Kingsman: The Secret Service
Cert: 15
Runtime: 129 mins
Director: Matthew Vaughn
Cast: Colin Firth, Samuel L. Jackson, Michael Caine, Taron Egerton, Sofia Boutella
Rating: ***
For the first part of Matthew Vaughn’s latest film I didn't think I was going to enjoy this pastiche of Bond 007 movies at all, but once you accept that everything about it is totally absurd and that the 15 certificate allows it to go where Bond cannot, then you can sit back and enjoy it.
Colin Firth plays Harry Hart, a debonair upper class Englishman from the old school who enjoys wearing bespoke suits but also using an array of gadgets to despatch villains in his role as an agent for Kingsman.
Kingsman is a very advanced, independent secret service organisation that operates out of a Saville Row tailor’s shop. When a new agent is needed after a mission doeesn't go as planned, Hart nominates Eggsy (Taron Egerton) to go through the training programme. Eggsy’s father, who had died many years ago, had a hidden existence as a Kingsman and it's now time for Eggsy to follow in his father’s footsteps. However, he lives in an inner city block of apartments with his mother and abusive stepfather, and is always in trouble seemingly having few prospects in life.

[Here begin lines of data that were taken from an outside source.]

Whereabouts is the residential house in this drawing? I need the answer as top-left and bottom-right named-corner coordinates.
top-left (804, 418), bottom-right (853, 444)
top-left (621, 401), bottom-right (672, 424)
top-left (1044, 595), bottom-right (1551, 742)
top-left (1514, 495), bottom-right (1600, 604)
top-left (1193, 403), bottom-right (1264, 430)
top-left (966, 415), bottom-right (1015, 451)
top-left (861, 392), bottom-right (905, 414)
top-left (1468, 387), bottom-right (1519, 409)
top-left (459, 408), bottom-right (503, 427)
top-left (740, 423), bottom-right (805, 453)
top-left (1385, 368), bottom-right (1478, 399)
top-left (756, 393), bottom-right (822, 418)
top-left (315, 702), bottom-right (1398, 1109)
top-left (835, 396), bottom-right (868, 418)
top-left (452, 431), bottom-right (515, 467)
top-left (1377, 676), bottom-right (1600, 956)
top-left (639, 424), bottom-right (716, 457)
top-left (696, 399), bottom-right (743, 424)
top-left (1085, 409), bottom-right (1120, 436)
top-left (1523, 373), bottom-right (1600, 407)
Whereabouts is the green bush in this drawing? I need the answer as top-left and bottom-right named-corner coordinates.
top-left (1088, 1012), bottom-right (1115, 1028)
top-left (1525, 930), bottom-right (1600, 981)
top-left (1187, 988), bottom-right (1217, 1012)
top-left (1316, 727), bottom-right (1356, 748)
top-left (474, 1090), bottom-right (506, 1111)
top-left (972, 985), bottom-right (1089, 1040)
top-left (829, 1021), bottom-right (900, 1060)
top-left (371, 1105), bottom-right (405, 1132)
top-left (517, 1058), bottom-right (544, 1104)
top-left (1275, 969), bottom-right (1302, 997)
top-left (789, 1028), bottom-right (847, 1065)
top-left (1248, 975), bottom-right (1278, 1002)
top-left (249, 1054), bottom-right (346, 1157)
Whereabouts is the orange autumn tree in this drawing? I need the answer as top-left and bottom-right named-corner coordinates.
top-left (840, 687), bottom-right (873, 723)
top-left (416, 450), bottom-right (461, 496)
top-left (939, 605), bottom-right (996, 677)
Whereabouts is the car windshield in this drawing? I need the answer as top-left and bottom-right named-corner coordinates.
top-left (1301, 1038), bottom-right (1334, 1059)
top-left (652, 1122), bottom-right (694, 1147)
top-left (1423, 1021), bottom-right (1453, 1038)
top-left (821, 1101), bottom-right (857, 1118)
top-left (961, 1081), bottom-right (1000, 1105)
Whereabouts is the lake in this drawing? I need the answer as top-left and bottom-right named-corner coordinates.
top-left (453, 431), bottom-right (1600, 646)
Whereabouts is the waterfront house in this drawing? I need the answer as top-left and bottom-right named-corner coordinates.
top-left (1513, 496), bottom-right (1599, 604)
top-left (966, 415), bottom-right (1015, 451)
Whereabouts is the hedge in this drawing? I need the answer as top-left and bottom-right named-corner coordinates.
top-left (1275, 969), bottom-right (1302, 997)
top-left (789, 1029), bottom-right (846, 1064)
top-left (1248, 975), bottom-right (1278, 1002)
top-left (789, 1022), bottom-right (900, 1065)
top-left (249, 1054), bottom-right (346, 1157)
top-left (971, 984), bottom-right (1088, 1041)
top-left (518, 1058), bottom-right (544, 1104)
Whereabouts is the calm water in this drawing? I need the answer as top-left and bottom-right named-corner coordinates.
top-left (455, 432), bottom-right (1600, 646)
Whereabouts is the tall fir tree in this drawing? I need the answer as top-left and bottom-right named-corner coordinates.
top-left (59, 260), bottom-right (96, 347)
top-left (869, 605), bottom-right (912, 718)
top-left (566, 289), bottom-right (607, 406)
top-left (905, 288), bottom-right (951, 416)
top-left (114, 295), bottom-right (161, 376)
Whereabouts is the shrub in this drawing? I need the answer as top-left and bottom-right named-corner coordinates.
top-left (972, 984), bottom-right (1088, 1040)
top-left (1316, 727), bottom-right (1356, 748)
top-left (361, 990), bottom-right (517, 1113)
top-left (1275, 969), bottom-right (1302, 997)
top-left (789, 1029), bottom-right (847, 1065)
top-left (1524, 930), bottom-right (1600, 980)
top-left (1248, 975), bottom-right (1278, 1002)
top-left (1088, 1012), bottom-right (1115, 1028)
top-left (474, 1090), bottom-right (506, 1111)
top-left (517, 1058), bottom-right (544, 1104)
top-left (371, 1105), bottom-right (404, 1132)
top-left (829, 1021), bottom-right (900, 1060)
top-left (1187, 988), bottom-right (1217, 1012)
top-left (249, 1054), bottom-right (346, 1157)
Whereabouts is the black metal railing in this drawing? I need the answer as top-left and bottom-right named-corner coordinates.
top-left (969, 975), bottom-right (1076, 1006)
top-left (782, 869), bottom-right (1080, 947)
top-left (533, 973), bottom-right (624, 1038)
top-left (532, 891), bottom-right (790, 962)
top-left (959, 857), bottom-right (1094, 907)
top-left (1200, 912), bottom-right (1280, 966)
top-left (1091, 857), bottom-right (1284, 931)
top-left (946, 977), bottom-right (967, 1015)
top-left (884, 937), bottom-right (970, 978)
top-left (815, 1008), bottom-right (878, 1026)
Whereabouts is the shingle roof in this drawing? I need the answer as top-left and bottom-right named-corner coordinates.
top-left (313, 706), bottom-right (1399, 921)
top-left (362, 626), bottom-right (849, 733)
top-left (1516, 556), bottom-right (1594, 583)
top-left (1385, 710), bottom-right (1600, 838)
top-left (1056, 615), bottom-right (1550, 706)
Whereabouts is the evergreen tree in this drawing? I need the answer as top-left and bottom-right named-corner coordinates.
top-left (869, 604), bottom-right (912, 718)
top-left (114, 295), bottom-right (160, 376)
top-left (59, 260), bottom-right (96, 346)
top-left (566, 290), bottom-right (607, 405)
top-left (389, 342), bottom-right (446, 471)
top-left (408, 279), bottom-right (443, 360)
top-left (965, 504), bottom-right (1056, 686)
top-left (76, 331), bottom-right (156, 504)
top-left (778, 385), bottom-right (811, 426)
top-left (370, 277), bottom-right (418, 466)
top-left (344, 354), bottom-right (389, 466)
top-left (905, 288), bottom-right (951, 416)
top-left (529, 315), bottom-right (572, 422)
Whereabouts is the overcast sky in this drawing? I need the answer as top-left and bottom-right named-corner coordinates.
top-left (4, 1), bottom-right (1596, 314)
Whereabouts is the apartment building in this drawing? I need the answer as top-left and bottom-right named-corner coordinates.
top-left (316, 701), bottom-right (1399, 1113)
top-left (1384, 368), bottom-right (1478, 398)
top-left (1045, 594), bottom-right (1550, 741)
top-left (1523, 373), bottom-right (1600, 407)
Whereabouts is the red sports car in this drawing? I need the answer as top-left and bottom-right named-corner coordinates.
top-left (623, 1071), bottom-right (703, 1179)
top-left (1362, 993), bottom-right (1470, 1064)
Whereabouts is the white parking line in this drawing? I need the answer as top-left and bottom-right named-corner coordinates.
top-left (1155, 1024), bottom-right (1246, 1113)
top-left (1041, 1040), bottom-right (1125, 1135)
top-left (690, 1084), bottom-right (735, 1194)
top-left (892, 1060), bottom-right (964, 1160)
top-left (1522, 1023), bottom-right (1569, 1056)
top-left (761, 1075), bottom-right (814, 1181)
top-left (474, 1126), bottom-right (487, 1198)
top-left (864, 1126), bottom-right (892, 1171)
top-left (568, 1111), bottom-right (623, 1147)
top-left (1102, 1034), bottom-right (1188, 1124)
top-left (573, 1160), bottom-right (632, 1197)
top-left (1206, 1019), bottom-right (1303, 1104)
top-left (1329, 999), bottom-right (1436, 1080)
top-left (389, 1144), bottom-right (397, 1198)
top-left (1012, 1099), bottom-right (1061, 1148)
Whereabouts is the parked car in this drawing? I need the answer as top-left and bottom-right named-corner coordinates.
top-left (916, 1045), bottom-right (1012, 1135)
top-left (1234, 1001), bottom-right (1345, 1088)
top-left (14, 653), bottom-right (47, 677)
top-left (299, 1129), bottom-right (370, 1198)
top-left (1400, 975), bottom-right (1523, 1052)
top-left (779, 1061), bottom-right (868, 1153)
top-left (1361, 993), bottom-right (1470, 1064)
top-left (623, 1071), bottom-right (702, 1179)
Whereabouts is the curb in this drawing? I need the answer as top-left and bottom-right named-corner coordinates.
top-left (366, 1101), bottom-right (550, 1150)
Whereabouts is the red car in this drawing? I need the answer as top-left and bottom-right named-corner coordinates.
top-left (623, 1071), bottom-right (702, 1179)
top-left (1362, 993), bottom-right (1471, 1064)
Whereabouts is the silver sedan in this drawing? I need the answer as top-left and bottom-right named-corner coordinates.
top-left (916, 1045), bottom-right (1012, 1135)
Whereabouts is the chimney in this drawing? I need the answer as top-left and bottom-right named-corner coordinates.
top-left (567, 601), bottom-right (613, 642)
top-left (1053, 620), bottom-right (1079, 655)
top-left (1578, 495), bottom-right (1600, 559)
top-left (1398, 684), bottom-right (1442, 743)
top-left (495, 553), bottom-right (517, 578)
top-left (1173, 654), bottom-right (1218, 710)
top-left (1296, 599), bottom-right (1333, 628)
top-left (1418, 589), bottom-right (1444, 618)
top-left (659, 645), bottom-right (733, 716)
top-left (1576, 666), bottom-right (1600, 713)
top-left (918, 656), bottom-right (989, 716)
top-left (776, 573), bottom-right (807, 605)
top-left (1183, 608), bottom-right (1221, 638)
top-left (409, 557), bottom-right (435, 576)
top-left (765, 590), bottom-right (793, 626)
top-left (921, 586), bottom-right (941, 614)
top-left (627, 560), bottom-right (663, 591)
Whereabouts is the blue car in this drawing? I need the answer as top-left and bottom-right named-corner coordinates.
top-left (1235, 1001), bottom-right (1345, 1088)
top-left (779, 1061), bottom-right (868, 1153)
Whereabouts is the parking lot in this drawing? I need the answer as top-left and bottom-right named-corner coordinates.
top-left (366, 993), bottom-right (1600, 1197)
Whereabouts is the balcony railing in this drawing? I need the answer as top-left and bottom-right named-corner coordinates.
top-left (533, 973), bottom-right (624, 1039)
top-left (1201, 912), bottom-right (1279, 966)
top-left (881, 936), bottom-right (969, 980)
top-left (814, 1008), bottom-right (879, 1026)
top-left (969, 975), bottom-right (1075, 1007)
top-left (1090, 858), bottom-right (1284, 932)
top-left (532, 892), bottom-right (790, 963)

Nevertheless, Hart nurtures Eggsy as he makes his way through a boot camp designed to eliminate those nominees without the necessary attributes to make a successful agent. As with just about everything in this film, the set up is entirely clichéd, with council housing boy Eggsy up against the elite Oxbridge toffs, who quite quickly start to fall by the wayside.
Having navigated the boot camp, Eggsy is quickly embroiled in Hart’s battle against Valentine played by Samuel L. Jackson as a psychotic villain, with a thick lisp and a love of baseball caps. His side kick, Gazelle (Sofia Boutella), has razor blade prosthetic legs which she uses without compunction, slicing and dicing her enemies if they happen to get in her way.
Kingsman feels so much like a Bond film with the gloves off and has constant references and nods to them. At one point Hart and Valentine discuss the absurdity of the 007 movies and there are references to various Bond staples such as how to mix a Martini.
This would not be a Vaughn film without some eye popping scenes and there are two in this movie, one in an American church when Hart seems to take the congregation on in bloody hand combat and the other quite literally involves exploding heads with KC & The Sunshine Band playing along merrily in the background.
The source material is a darker comic book by Mark Millar, but I preferred Vaughn’s interpretation of Kick Ass, maybe for no better reason than it was new and fresh at the time. If you like a full on violent Bond movie, with tongue firmly in cheek, then you will enjoy this hardcore version of the Secret Service.